= Faith-based marketing =

Marketing strategy based on appeal to religious customers

Faith-based marketing is the integration of religious faith into marketing and business. Such agencies specialize in marketing faith-based products and creating partnerships that target specific groups, such as the family-based audience. In the United States this type of marketing can help reach Christians, who enjoy an estimated purchasing power of over $5.1 trillion a year. Marketing research conducted by Nokia has shown that one of the most-desired features that adherent Muslims look for in cell phones is a Qibla finder that will orient them towards Mecca during prayer. As the desire for religion-on-demand grows, more modern, technologically advanced products are being designed to help believers maintain traditional religious practices. Faith-based design allows companies to reach strong existing markets in new ways.

== Market segments ==

===Christian===

Inspire Investing and Timothy Plan offer mutual funds and exchange traded funds aimed at American evangelical Christians. Global X ETFs has two ETFs catered to Catholic investors.

Many Christian book and music titles have become successes in the mainstream world. The best-selling Purpose Driven Life by Christian pastor Rick Warren became the bestselling hardback non-fiction book in history, and is the second most-translated book in the world, after the Bible.
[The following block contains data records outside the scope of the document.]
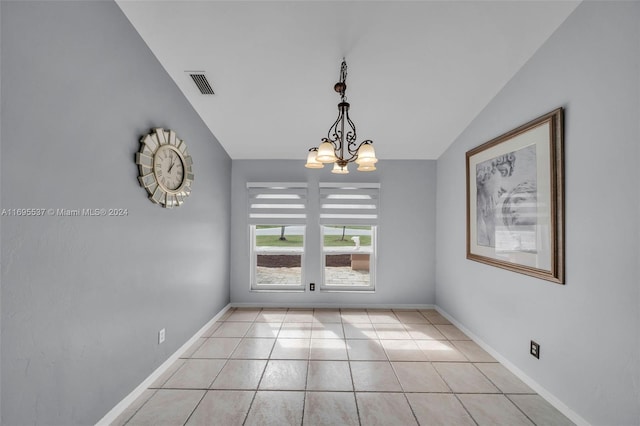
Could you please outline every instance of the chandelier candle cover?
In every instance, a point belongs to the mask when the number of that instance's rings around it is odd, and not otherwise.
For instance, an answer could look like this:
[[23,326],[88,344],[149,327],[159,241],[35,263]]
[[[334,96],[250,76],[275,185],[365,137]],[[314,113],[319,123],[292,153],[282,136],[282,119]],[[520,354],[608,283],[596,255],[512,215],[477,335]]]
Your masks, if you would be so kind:
[[[345,92],[347,91],[347,62],[342,59],[340,67],[340,81],[333,86],[333,89],[340,94],[338,104],[338,119],[329,128],[327,137],[322,139],[318,147],[309,150],[307,164],[309,169],[321,169],[325,163],[334,163],[332,173],[349,173],[348,165],[355,162],[358,171],[371,172],[376,169],[378,162],[373,149],[373,142],[365,140],[359,145],[356,144],[356,125],[349,118],[349,103]],[[346,150],[346,155],[345,155]]]

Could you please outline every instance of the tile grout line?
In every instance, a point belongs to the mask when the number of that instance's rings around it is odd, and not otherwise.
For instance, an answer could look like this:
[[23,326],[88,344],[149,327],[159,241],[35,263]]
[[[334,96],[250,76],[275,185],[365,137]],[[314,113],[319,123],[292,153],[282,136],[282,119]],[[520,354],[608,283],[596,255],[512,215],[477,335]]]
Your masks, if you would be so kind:
[[182,369],[182,367],[184,367],[184,364],[185,364],[185,362],[186,362],[186,359],[187,359],[187,358],[178,358],[178,359],[176,360],[176,362],[177,362],[177,361],[182,361],[182,364],[180,365],[180,367],[176,368],[176,371],[174,371],[173,373],[169,374],[169,377],[167,377],[165,380],[163,380],[162,382],[158,383],[158,386],[157,386],[157,387],[156,387],[156,386],[153,386],[153,383],[152,383],[152,384],[151,384],[147,389],[155,389],[155,390],[160,390],[160,389],[162,389],[162,387],[163,387],[163,386],[164,386],[164,385],[165,385],[169,380],[171,380],[171,378],[172,378],[173,376],[175,376],[175,375],[176,375],[176,373]]
[[[433,363],[432,363],[433,366]],[[473,416],[471,415],[471,412],[469,412],[469,410],[467,409],[467,407],[462,403],[462,401],[460,400],[460,398],[458,397],[458,394],[455,393],[453,391],[453,388],[449,385],[449,382],[447,382],[444,377],[442,377],[442,374],[440,374],[440,372],[438,371],[437,368],[433,367],[433,369],[436,371],[436,374],[440,377],[440,380],[442,380],[444,382],[445,385],[447,385],[447,387],[451,390],[451,393],[453,394],[453,396],[455,397],[455,399],[458,401],[458,403],[462,406],[462,408],[464,409],[464,411],[469,415],[469,418],[471,419],[472,422],[474,422],[476,425],[478,425],[478,422],[476,421],[476,419],[473,418]]]
[[[393,313],[393,315],[397,318],[395,312]],[[399,318],[398,318],[398,320],[400,321]],[[407,331],[407,328],[405,327],[404,323],[402,321],[400,321],[400,324],[402,325],[402,328],[407,332],[407,334],[409,334],[409,332]],[[409,336],[411,336],[411,335],[409,334]],[[413,338],[411,338],[411,341],[416,345],[416,347],[418,349],[420,349],[420,347],[418,347],[418,345],[415,343],[415,340]],[[383,347],[383,349],[384,349],[384,347]],[[420,349],[420,351],[422,352],[422,349]],[[386,350],[385,350],[385,352],[386,352]],[[425,354],[425,358],[429,359],[426,355],[427,354]],[[387,354],[387,358],[389,358],[389,354]],[[413,416],[414,420],[416,421],[416,424],[420,425],[420,421],[418,420],[418,416],[416,416],[416,413],[413,410],[413,406],[411,405],[411,402],[409,402],[409,398],[407,398],[407,393],[405,392],[404,386],[402,385],[402,382],[400,381],[400,377],[398,377],[398,373],[396,372],[396,369],[393,367],[393,362],[391,362],[390,358],[389,358],[389,365],[391,366],[391,371],[393,371],[393,376],[396,378],[396,380],[398,381],[398,384],[400,385],[400,389],[402,389],[402,396],[404,397],[404,400],[407,401],[407,405],[409,406],[409,410],[411,410],[411,415]]]
[[[463,355],[464,355],[464,354],[463,354]],[[465,357],[466,357],[466,355],[465,355]],[[491,383],[493,386],[495,386],[495,387],[496,387],[496,389],[498,389],[498,390],[500,391],[500,393],[499,393],[499,394],[493,394],[493,395],[502,395],[502,396],[504,396],[504,397],[507,399],[507,401],[509,401],[509,402],[510,402],[514,407],[516,407],[516,409],[517,409],[518,411],[520,411],[520,412],[521,412],[521,413],[522,413],[522,414],[527,418],[527,420],[529,420],[529,421],[530,421],[531,423],[533,423],[534,425],[536,424],[536,422],[534,422],[534,421],[533,421],[533,419],[532,419],[532,418],[530,418],[530,417],[527,415],[527,413],[525,413],[525,412],[524,412],[524,411],[523,411],[523,410],[518,406],[518,404],[516,404],[515,402],[513,402],[513,401],[511,400],[511,398],[509,398],[509,396],[507,395],[507,393],[506,393],[506,392],[504,392],[502,389],[500,389],[500,387],[499,387],[499,386],[498,386],[498,385],[497,385],[493,380],[491,380],[491,378],[490,378],[489,376],[487,376],[486,374],[484,374],[484,371],[480,370],[480,369],[475,365],[475,363],[474,363],[473,361],[471,361],[471,359],[470,359],[469,357],[467,357],[467,358],[469,359],[469,362],[471,363],[471,365],[473,365],[473,366],[475,367],[475,369],[476,369],[476,370],[478,370],[478,371],[480,372],[480,374],[482,374],[482,375],[483,375],[483,376],[484,376],[484,377],[489,381],[489,383]],[[500,363],[498,363],[498,364],[500,364]],[[522,394],[522,395],[527,395],[527,394]],[[537,394],[536,394],[536,395],[537,395]],[[464,405],[464,404],[463,404],[463,405]]]
[[[235,309],[233,310],[235,312]],[[228,315],[227,317],[229,317],[231,315]],[[226,318],[225,318],[226,319]],[[222,320],[222,322],[225,322],[225,319]],[[220,326],[221,327],[221,326]],[[218,328],[220,328],[218,327]],[[213,333],[215,333],[217,331],[214,330]],[[213,333],[211,333],[213,335]],[[242,340],[241,340],[242,341]],[[204,343],[203,343],[204,344]],[[231,357],[231,355],[233,354],[233,352],[236,350],[236,348],[238,347],[238,345],[240,344],[240,342],[238,342],[238,344],[231,350],[231,353],[229,354],[229,357]],[[201,345],[202,346],[202,345]],[[198,347],[198,349],[200,349],[200,347]],[[198,350],[196,349],[196,351]],[[195,351],[194,351],[195,353]],[[192,354],[193,355],[193,354]],[[193,358],[188,358],[188,359],[193,359]],[[186,361],[185,361],[186,362]],[[189,422],[189,419],[193,416],[193,413],[196,412],[196,410],[198,409],[198,407],[200,406],[200,404],[202,403],[202,400],[207,396],[207,393],[209,393],[209,391],[211,390],[211,386],[213,386],[213,382],[216,381],[216,379],[218,378],[218,376],[220,376],[220,373],[222,372],[222,370],[224,370],[224,367],[229,363],[229,358],[225,359],[224,364],[222,365],[222,367],[220,368],[220,370],[216,373],[216,375],[213,377],[213,379],[211,380],[211,382],[209,383],[209,386],[207,386],[207,389],[204,390],[204,394],[202,394],[202,398],[200,398],[200,400],[198,401],[198,403],[196,404],[196,406],[193,408],[193,411],[191,411],[191,414],[189,414],[189,416],[187,417],[187,419],[185,420],[183,425],[186,425]],[[184,366],[184,364],[183,364]],[[178,370],[180,370],[182,367],[180,367]],[[176,373],[178,372],[178,370],[176,370]],[[175,373],[174,373],[175,374]],[[171,377],[173,377],[173,374],[171,375]],[[163,386],[168,382],[169,380],[167,380]]]
[[202,403],[202,400],[204,399],[204,397],[207,396],[208,392],[209,392],[208,390],[204,391],[204,393],[202,394],[202,398],[200,398],[200,400],[198,400],[198,403],[196,404],[196,406],[193,407],[193,410],[191,410],[191,413],[187,416],[187,418],[185,419],[184,423],[182,423],[183,426],[186,425],[189,422],[189,419],[193,416],[193,413],[196,412],[196,410],[198,409],[198,407]]
[[[356,404],[356,416],[358,416],[358,424],[360,426],[362,426],[362,419],[360,418],[360,407],[358,406],[358,398],[356,395],[356,385],[353,382],[353,371],[351,371],[351,356],[349,355],[349,348],[347,347],[347,333],[344,330],[344,321],[342,318],[342,310],[339,311],[340,312],[340,324],[342,326],[342,334],[344,335],[344,342],[345,342],[345,350],[347,351],[347,365],[349,366],[349,375],[351,376],[351,386],[353,388],[353,401]],[[368,316],[369,314],[367,314]],[[374,331],[375,333],[375,331]]]
[[[234,312],[237,312],[237,309],[234,309]],[[262,312],[262,309],[261,309],[259,312]],[[228,315],[228,316],[227,316],[227,318],[230,318],[232,315],[233,315],[233,313],[231,313],[230,315]],[[257,315],[256,315],[256,317],[257,317]],[[234,322],[234,321],[227,321],[227,318],[223,319],[223,320],[222,320],[222,322]],[[253,324],[253,322],[252,322],[252,324]],[[220,327],[222,327],[222,326],[220,326]],[[220,328],[220,327],[218,327],[218,328]],[[233,349],[231,349],[231,352],[229,353],[229,356],[227,356],[227,357],[226,357],[226,359],[225,359],[225,363],[224,363],[224,365],[222,366],[222,368],[220,369],[220,371],[218,371],[218,374],[216,374],[216,376],[213,378],[213,380],[211,381],[211,383],[209,383],[209,389],[213,390],[213,389],[212,389],[213,383],[216,381],[216,379],[218,378],[218,376],[220,376],[220,373],[222,373],[222,370],[224,370],[224,368],[227,366],[227,364],[229,364],[229,361],[230,361],[231,359],[233,359],[233,358],[232,358],[233,353],[238,349],[238,347],[240,346],[240,343],[242,343],[242,340],[244,339],[244,336],[246,336],[246,334],[249,332],[249,329],[250,329],[250,328],[251,328],[251,326],[249,326],[249,328],[247,328],[247,331],[245,331],[245,333],[244,333],[242,336],[240,336],[240,337],[239,337],[239,338],[240,338],[240,340],[239,340],[239,341],[238,341],[238,343],[233,347]],[[217,330],[216,330],[216,331],[217,331]],[[215,333],[215,331],[214,331],[214,333]],[[217,337],[213,337],[213,333],[212,333],[212,335],[211,335],[211,337],[210,337],[210,338],[212,338],[212,339],[216,339]],[[229,337],[229,338],[233,339],[233,338],[236,338],[236,337]]]
[[[420,311],[418,311],[420,312]],[[427,318],[426,315],[424,315],[422,312],[420,312],[420,315],[422,315],[423,317],[425,317],[425,319],[427,321],[429,321],[430,324],[432,324],[436,330],[438,330],[438,332],[444,336],[445,339],[447,339],[447,342],[451,342],[451,340],[449,340],[449,338],[437,327],[437,324],[433,324],[431,323],[431,320],[429,318]],[[415,339],[414,339],[415,341]],[[455,346],[455,345],[454,345]],[[421,349],[421,348],[420,348]],[[422,350],[422,349],[421,349]],[[423,351],[424,352],[424,351]],[[462,352],[460,352],[462,353]],[[440,374],[440,372],[438,371],[437,368],[433,367],[433,362],[431,361],[431,358],[429,357],[429,355],[425,352],[425,355],[427,355],[427,359],[430,361],[430,365],[432,366],[432,368],[434,369],[434,371],[436,372],[436,374],[438,375],[438,377],[440,377],[440,380],[442,380],[442,382],[447,386],[447,388],[449,388],[449,390],[451,391],[451,393],[453,394],[453,396],[456,398],[456,400],[458,401],[458,403],[462,406],[462,408],[465,410],[465,412],[469,415],[469,418],[471,419],[471,421],[473,421],[476,425],[478,425],[478,422],[476,421],[476,419],[471,415],[471,413],[469,412],[469,410],[467,409],[467,407],[462,403],[462,401],[460,400],[460,398],[458,397],[458,395],[453,392],[453,388],[451,388],[451,386],[449,385],[449,382],[447,382],[444,377],[442,377],[442,374]],[[465,357],[467,360],[469,360],[469,358],[462,353],[462,356]],[[405,398],[407,397],[406,393],[405,393]],[[408,399],[408,398],[407,398]],[[409,406],[411,406],[411,404],[409,404]],[[413,411],[413,407],[411,408]]]
[[129,418],[127,420],[125,420],[125,422],[123,423],[123,426],[126,426],[131,421],[131,419],[133,419],[135,417],[135,415],[138,414],[138,412],[142,409],[142,407],[144,407],[147,404],[147,402],[149,402],[151,400],[151,398],[153,398],[155,396],[155,394],[158,393],[158,389],[149,389],[149,388],[147,388],[147,390],[153,390],[153,393],[151,394],[151,396],[149,398],[147,398],[147,400],[142,405],[140,405],[140,407],[138,407],[137,410],[135,410],[135,412],[131,416],[129,416]]
[[[219,328],[219,327],[218,327],[218,328]],[[207,330],[207,331],[208,331],[208,330]],[[202,344],[204,344],[204,342],[203,342]],[[202,345],[200,345],[200,346],[202,346]],[[200,347],[198,347],[198,349],[200,349]],[[198,349],[196,349],[196,351],[197,351]],[[234,348],[234,350],[235,350],[235,348]],[[195,353],[196,351],[194,351],[194,353]],[[155,395],[159,390],[163,390],[163,389],[164,389],[164,390],[186,390],[186,389],[184,389],[184,388],[174,389],[174,388],[165,388],[165,387],[164,387],[164,386],[165,386],[165,385],[166,385],[166,384],[171,380],[171,378],[173,378],[173,376],[175,376],[176,374],[178,374],[178,371],[182,370],[182,368],[184,367],[184,365],[187,363],[187,360],[189,360],[189,359],[191,359],[191,358],[190,358],[190,357],[189,357],[189,358],[178,358],[178,361],[179,361],[180,359],[182,359],[182,360],[183,360],[182,365],[181,365],[180,367],[178,367],[178,368],[176,369],[176,371],[174,371],[172,374],[170,374],[170,375],[169,375],[169,377],[167,377],[167,379],[166,379],[166,380],[163,380],[163,381],[162,381],[162,383],[161,383],[161,384],[159,384],[159,387],[158,387],[158,388],[156,388],[156,390],[155,390],[155,392],[154,392],[154,394],[153,394],[153,395]],[[227,361],[225,361],[225,363],[224,363],[224,365],[222,366],[222,368],[224,368],[224,366],[225,366],[226,364],[227,364]],[[222,371],[222,368],[220,369],[220,371]],[[213,380],[211,381],[211,383],[209,383],[209,386],[208,386],[208,387],[210,387],[210,386],[213,384],[213,382],[215,381],[215,379],[216,379],[216,378],[218,377],[218,375],[220,374],[220,371],[218,371],[218,373],[216,373],[216,376],[213,378]],[[198,403],[195,405],[195,407],[193,408],[193,410],[191,410],[191,413],[190,413],[190,414],[187,416],[187,418],[185,419],[185,421],[184,421],[183,425],[184,425],[184,424],[186,424],[186,423],[189,421],[189,419],[191,418],[191,416],[193,416],[193,413],[196,411],[196,409],[198,408],[198,406],[200,405],[200,403],[202,402],[202,400],[204,399],[204,397],[207,395],[208,387],[207,387],[207,389],[196,389],[196,390],[204,390],[204,393],[202,394],[202,397],[198,400]],[[147,388],[147,389],[151,389],[151,388]],[[191,389],[189,389],[189,390],[191,390]],[[151,399],[151,398],[149,398],[149,400],[150,400],[150,399]],[[148,402],[149,400],[147,400],[147,402]],[[146,402],[145,402],[145,404],[146,404]],[[144,404],[143,404],[143,405],[144,405]],[[142,407],[140,407],[140,408],[142,408]],[[138,410],[139,410],[139,409],[138,409]],[[137,411],[136,411],[136,413],[137,413]],[[131,418],[130,418],[129,420],[131,420]],[[129,420],[127,420],[127,422],[129,422]]]
[[[263,312],[264,309],[260,309],[260,311],[258,312],[258,315],[256,315],[256,318],[258,318],[260,316],[260,312]],[[286,316],[286,314],[285,314]],[[284,319],[283,319],[284,321]],[[253,324],[255,324],[255,321],[253,322]],[[280,323],[280,328],[282,328],[282,324]],[[249,327],[251,328],[251,327]],[[280,334],[280,328],[278,328],[278,334],[276,335],[276,341],[278,340],[278,335]],[[249,329],[247,329],[247,331],[249,331]],[[246,334],[246,333],[245,333]],[[238,343],[239,344],[239,343]],[[271,351],[269,352],[269,359],[271,358],[271,353],[273,352],[273,348],[275,347],[276,342],[273,342],[273,346],[271,347]],[[233,352],[231,353],[231,355],[233,355]],[[231,356],[229,355],[229,356]],[[251,402],[249,403],[249,406],[247,407],[247,413],[244,415],[244,419],[242,420],[242,425],[244,426],[247,423],[247,419],[249,418],[249,413],[251,412],[251,408],[253,407],[253,403],[256,400],[256,396],[258,395],[258,389],[260,389],[260,383],[262,383],[262,378],[264,377],[264,372],[267,370],[267,366],[269,365],[269,360],[267,359],[267,363],[264,365],[264,370],[262,370],[262,374],[260,375],[260,380],[258,380],[258,383],[256,384],[256,390],[253,392],[253,397],[251,398]]]
[[529,416],[527,416],[527,413],[525,413],[525,412],[524,412],[524,411],[523,411],[523,410],[518,406],[518,404],[516,404],[515,402],[513,402],[513,401],[511,400],[511,398],[509,398],[509,396],[508,396],[507,394],[503,393],[502,395],[504,395],[504,397],[505,397],[505,398],[507,398],[507,400],[508,400],[510,403],[512,403],[512,404],[516,407],[516,409],[518,409],[522,414],[524,414],[524,416],[525,416],[525,417],[526,417],[526,418],[527,418],[531,423],[533,423],[534,425],[537,425],[537,423],[536,423],[536,422],[534,422],[532,418],[530,418]]
[[[315,309],[311,312],[312,320]],[[307,374],[304,378],[304,398],[302,399],[302,418],[300,420],[300,425],[304,425],[304,409],[307,405],[307,386],[309,383],[309,367],[311,366],[311,336],[313,336],[313,322],[311,323],[311,334],[309,335],[309,352],[307,353]]]
[[[235,309],[234,309],[234,312],[235,312]],[[229,318],[229,317],[231,317],[231,314],[227,316],[227,318]],[[223,319],[223,320],[222,320],[222,322],[227,322],[227,321],[226,321],[226,318],[225,318],[225,319]],[[232,322],[232,321],[230,321],[230,322]],[[220,327],[222,327],[222,325],[220,325]],[[218,329],[219,329],[220,327],[218,327]],[[216,331],[218,331],[218,329],[216,329],[216,330],[214,331],[214,333],[215,333]],[[248,329],[247,329],[247,330],[248,330]],[[246,334],[246,332],[245,332],[245,334]],[[210,339],[217,339],[217,338],[218,338],[218,337],[213,337],[213,333],[212,333],[212,336],[210,337]],[[233,339],[233,337],[231,337],[231,338]],[[218,372],[216,373],[216,376],[213,378],[213,380],[211,381],[211,383],[209,383],[209,387],[208,387],[208,388],[209,388],[209,390],[213,390],[213,388],[212,388],[213,383],[214,383],[214,382],[216,381],[216,379],[220,376],[220,373],[222,373],[222,370],[224,370],[224,368],[227,366],[227,364],[229,364],[229,360],[231,359],[231,356],[232,356],[232,355],[233,355],[233,353],[236,351],[236,349],[238,349],[238,346],[240,346],[240,342],[242,342],[242,337],[240,337],[240,340],[238,341],[238,343],[236,343],[236,345],[233,347],[233,349],[231,349],[231,351],[229,352],[229,356],[227,356],[226,358],[224,358],[224,364],[222,365],[222,368],[220,368],[220,371],[218,371]],[[194,353],[195,353],[195,352],[194,352]],[[223,358],[212,358],[212,359],[223,359]],[[208,392],[208,390],[207,390],[207,392]],[[192,413],[192,414],[193,414],[193,413]]]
In 2004, the Mel Gibson-directed The Passion of the Christ opened to $83.8M domestically and went on to gross $611M worldwide. In 2014, the Christian films Son of God, Noah, Heaven Is for Real and God's Not Dead, enjoyed box-office success.
Faith-based marketing is also seen in the tourism industry. The UN World Tourism Organization estimates that 300 million to 330 million people a year participate in faith-based travel. The U.S. Travel Association reports that 25% of all travelers are interested in a spiritual vacation.

Many companies incorporate faith-based ideas in their operations, mission statements, or even their packaging, subtly or overtly.

===Islamic===
See Islamic banking and finance, or the Dow Jones Islamic Fund for investing alighted with Islamic principles.

=== Judaism ===
With the rise of controversial anti-semitism in 2022 into 2023, billboards to market and advertise Jewish teaching have been placed on display. In Los Angeles, California, between the intersections of Pico and Hauser Blvd until Venice and Lincoln Crossing, billboards featuring Jewish texts and teachings were placed to be visible by many drivers. The billboards were sponsored by the Jewish Federation of Greater Los Angeles and in partnership with Outfront Media. The billboards signs were placed in December of 2022 in line with Hanukkah.

== Costs of faith-based marketing ==
Efforts to market or run a business based on religious faith can face unique challenges.

In 2012, Chick-fil-A, who has "made a name [for itself] promoting Christian principles in its charity work", drew controversy after its CEO Dan Cathy suggested that he opposed same-sex marriage, which led to protests. Those protests did not appear to damage the company's sales. Hobby Lobby, another Christian business, filed a lawsuit, now styled Sebelius v. Hobby Lobby, arguing that the Patient Protection and Affordable Care Act's mandate for coverage of emergency contraception violated their First Amendment, religious rights. Oral arguments were heard by the Supreme Court of the United States in March 2014.